Shootings in El Paso, and in Ohio too 

Under the long grass, crickets chirp

UK is second-largest arms exporter – fourteen billion pounds in sales

Many butterflies dance on the buddleia

Markets fall as US-China trade war looms

My vegetable patch bright with uninvited guests

Modi splits Kashmir and tensions rise with Pakistan

Everywhere apple trees bend beneath the weight of fruit

Egyptian president gives condolences as car bomb kills twenty

Raspberries, plums and peaches give way to blackberries

Royal Navy ships respond to threats in Gulf


The artichokes flaunt punkish purple petals

The residents of Whaley Bridge talk about their plight

White lilies light the evening, scent assaulting

Water stress ‘alarming’ in forty-four countries

Elderberries ripen and crab-apples redden

Environmental activist killings double to four a week

Nigel, the dog, surveys the scene with satisfaction

Nuon Chea, who killed a million Cambodians, dies aged ninety-three 

The cats, for once, are absent and the birds are glad

Tesco cuts 4,500 jobs across the country

Young and foolish blackbirds, though, crash kamikaze in my window

Youth crime is declared ‘emergency’


Nice to hear cuckoos calling in the Newport levels

Nicola Sturgeon says most Scots will vote ‘yes’

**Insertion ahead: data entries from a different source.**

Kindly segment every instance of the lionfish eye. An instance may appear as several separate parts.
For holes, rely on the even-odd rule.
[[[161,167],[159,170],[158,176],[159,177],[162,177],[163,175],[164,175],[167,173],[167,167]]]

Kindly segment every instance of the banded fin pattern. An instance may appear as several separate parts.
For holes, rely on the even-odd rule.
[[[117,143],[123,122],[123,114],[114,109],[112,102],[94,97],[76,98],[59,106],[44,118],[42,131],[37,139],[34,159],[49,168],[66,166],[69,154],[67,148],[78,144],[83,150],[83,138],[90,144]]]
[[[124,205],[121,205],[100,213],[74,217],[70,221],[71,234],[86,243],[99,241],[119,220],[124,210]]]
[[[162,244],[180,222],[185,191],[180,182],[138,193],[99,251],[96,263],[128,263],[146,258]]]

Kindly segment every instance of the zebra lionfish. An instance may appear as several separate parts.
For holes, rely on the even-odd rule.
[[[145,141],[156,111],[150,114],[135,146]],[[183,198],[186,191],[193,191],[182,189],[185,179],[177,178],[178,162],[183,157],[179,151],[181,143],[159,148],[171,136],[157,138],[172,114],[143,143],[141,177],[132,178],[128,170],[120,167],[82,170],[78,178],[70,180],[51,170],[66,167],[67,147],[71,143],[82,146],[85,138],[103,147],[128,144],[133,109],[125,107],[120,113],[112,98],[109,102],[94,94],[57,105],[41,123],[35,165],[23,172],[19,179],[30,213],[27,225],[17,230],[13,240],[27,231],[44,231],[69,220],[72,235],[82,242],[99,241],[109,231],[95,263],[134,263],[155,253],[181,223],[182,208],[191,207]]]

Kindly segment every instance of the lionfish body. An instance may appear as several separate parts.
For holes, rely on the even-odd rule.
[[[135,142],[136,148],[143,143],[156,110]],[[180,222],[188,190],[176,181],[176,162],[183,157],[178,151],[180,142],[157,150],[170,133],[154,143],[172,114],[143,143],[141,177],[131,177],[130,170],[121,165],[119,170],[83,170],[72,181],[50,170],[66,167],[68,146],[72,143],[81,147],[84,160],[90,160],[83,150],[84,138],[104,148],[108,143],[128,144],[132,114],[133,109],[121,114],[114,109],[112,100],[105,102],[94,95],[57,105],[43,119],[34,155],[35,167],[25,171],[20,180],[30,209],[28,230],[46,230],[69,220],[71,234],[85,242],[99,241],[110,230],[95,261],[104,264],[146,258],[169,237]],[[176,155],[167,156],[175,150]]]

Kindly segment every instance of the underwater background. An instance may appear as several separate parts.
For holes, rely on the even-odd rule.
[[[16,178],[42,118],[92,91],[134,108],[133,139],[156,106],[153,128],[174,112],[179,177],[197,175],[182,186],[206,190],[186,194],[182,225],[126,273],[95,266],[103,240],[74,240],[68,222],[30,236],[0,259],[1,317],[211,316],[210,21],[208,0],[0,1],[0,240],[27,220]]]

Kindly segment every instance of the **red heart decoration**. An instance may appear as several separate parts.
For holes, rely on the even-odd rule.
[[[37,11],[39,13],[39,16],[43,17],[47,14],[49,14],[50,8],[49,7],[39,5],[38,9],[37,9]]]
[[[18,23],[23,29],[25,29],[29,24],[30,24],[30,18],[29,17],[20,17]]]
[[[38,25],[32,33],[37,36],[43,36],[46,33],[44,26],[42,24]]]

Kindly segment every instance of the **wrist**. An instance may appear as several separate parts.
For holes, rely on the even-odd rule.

I’ve yet to see the glossy ibis preen at Goldcliff

In Hong Kong, China and the West confront


Nightjars clatter in the dusk at Trellech Beacon

New funding for the NHS – or is it?

Egrets roost in plenty by the lake at Magor Marsh

European diplomats told PM intends a hard Brexit


The herons nest, considerately, in full view of the hide

The gap between London and the rest increases


Evening light shimmers as we camp on Gower cliffs

Even now there’s hope MPs will avert No Deal

Everything seems unchanged for so many years

End of the shipyard as Harland and Wolff go under

Night falls as the fire glows

Not guns but video games caused shootings, Trump declares.